Champlain's Dream: The European Founding of North America
by David Hackett Fischer
p.  2008
Simon & Schuster

  I don't know if there are more then a handful of history professors who can swagger into the office of a major US publishing company and say, "Seven hundred page biography of the french dude who founded "New France" in the 17th Century... with about 20 color prints... GO!"

  But the fact that Champlain's Dream exists is a testament to the weight that David Hackett Fischer carries in the academic/popular publishing industry.  For example, his last couple forays into historical biography concerned what I would call two "red meat" subjects for American History fans: Washington's Crossing (2006) (Part of the Pivotal Moments in American History series) and Paul Revere's Ride(1995).

  Those are the type of subjects that move units in non-fiction publishing, as witnessed by their continuing sales strength. (1)  On the other hand Champlain's Dream is about a French guy from the 17th century, which is way, way, way outside of the interest field for most of the people who would pick up Paul Revere's Ride paperback at the local Barnes and Noble.

  The fact that Fischer chose to write this book is a testament to his strength as an intellectual.  An effective purveyor of ideas is someone who conveys those ideas to an audience forcefully and with style, and by both measures, Fischer has to be one of the primary operators in the field of academic history.  In this book, Fischer doesn't just write a 500 page biography of the man, he provides a 50 page Appendix concerning the 400 year  historiography of books about Champlain and another fifty pages of End Notes citing many of the books discussed in the historiography appendix.

   Throughout Champlain's Dream Fischer shows himself at the top of his game: combining an understanding of narrow technical literature with an interesting ethical perspective and a mesmerizing command of narrative.    Fischer's break out hit was 1989's, Albion's Seed.  Albion's Seed persuasively described colonial America as the combining of several regional cultures with their roots in different geographic parts of England.   Champlain's Dream represents a kind of extension of those themes into Canada.   Champlain's Dream is different from Albion's Seed in that the technical discussion is cloaked in what is putatively supposed to be a straight-forward biography of  a Canadian "Founding Father."

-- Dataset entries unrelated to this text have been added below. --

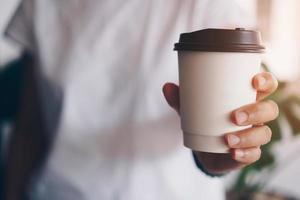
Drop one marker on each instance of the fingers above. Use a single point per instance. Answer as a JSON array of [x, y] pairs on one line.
[[171, 93], [246, 156], [265, 84], [251, 137], [257, 113]]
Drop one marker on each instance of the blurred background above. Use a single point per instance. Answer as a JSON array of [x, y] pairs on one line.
[[275, 177]]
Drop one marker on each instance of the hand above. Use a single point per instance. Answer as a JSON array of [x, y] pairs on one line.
[[244, 145]]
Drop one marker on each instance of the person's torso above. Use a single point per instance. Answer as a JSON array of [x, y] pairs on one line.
[[117, 138]]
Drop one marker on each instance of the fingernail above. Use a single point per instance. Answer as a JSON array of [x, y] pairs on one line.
[[239, 153], [261, 81], [241, 117], [233, 140]]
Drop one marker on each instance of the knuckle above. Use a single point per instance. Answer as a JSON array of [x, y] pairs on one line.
[[256, 154], [272, 80], [274, 108], [268, 132]]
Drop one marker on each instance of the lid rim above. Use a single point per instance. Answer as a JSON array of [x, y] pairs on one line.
[[221, 40]]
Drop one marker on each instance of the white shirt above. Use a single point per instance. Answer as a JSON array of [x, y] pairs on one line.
[[102, 67]]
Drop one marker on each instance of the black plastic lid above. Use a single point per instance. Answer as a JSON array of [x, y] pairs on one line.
[[221, 40]]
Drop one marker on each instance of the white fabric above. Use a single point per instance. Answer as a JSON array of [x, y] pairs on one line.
[[117, 138]]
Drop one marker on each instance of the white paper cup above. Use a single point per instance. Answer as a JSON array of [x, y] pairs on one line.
[[212, 85]]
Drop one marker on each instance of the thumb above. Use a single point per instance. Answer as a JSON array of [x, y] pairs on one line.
[[171, 93]]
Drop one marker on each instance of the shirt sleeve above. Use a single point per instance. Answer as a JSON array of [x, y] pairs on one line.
[[225, 14], [20, 29]]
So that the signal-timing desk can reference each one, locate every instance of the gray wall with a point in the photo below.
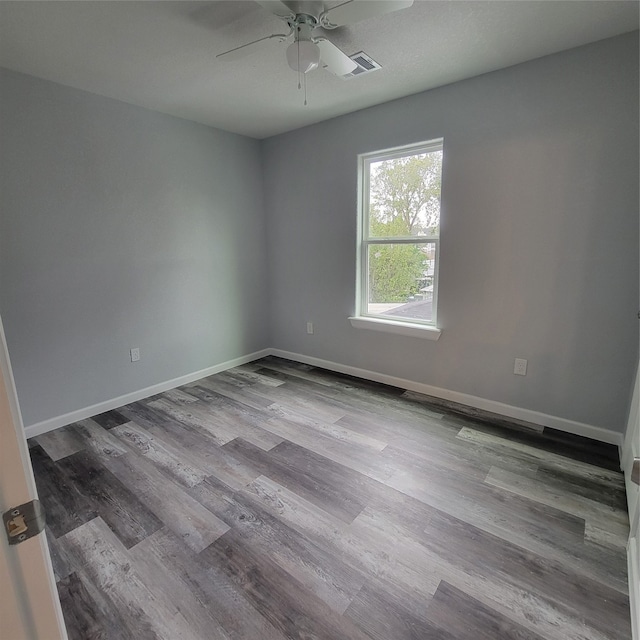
(539, 236)
(122, 227)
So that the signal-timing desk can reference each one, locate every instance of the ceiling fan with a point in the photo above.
(307, 51)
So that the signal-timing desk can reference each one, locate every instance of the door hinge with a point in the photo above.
(24, 522)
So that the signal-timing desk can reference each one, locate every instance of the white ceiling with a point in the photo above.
(162, 55)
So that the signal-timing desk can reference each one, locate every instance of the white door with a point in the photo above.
(630, 452)
(29, 605)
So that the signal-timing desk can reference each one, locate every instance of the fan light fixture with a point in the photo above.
(303, 56)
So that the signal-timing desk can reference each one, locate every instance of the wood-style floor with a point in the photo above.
(277, 500)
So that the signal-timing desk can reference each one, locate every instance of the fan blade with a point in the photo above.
(334, 59)
(278, 8)
(357, 10)
(250, 48)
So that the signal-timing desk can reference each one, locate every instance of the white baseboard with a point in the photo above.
(87, 412)
(535, 417)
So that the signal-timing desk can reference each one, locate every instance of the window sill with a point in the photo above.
(413, 330)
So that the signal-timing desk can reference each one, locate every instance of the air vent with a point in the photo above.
(365, 65)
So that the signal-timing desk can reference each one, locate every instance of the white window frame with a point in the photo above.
(364, 319)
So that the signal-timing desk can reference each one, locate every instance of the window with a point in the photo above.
(399, 235)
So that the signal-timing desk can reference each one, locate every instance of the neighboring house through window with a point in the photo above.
(399, 237)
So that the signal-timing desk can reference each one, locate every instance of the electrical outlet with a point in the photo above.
(520, 367)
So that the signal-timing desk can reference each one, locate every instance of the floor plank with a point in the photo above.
(280, 501)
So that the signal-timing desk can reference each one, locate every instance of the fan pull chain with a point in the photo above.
(299, 87)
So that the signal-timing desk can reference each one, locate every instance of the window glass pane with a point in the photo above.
(401, 280)
(404, 196)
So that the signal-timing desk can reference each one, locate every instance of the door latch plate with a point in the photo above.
(24, 522)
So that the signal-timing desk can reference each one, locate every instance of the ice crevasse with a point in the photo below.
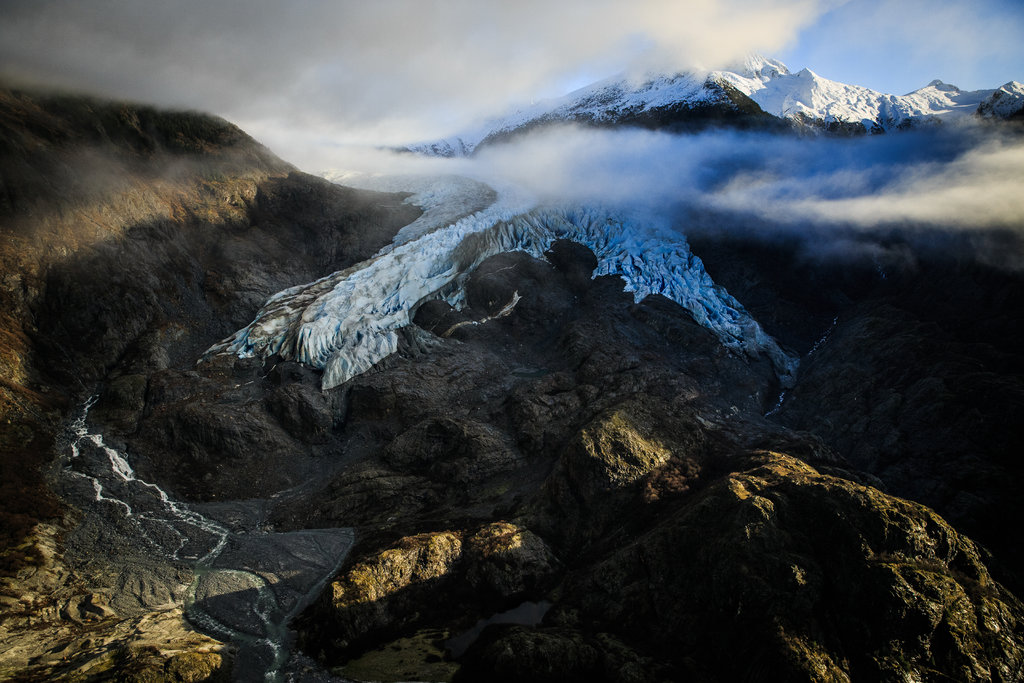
(347, 322)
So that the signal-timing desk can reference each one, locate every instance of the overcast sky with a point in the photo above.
(308, 74)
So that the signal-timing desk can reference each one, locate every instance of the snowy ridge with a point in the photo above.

   Towards the end of this 500 page plus biography, Fischer describes the result of Champlain's Dream as the creation of 3 francophone cultures,  Quebecois, Acadian and Metis.   The Quebecois are the main-line French settlement line, the Acadian's were originally in the coastal area of Canada, the east coast, and they were more from South Western France- and ended up migrating into Louisiana (Cajuns.)

  Finally, and most intriguingly, there are the Metis, a combination of French and Indian cultures, language and customs.  This is a culture that is less studied/understood then the other two- and they were certainly hanging out on the Great Plains and Great Lakes period for the first couple centuries of the United States.  It's fair to say that the Metis have gotten the shaft from American historians.  

  Champlain himself shows many admirable qualities, particularly in his relationship with Native Peoples.  New France was a disease free, almost conflict free oasis in North American for at least a century and Champlain deserves that credit.


(1)  For example, Washington's Crossing, published 2006, is 17,000 over-all in "books," #11 in the sub-sub-category of "Books About George Washington," and #40 in History/Americas/United States/Founding Fathers.  Paul Revere's ride is 40,000 over all and #45 in that same Founding Fathers sub-category.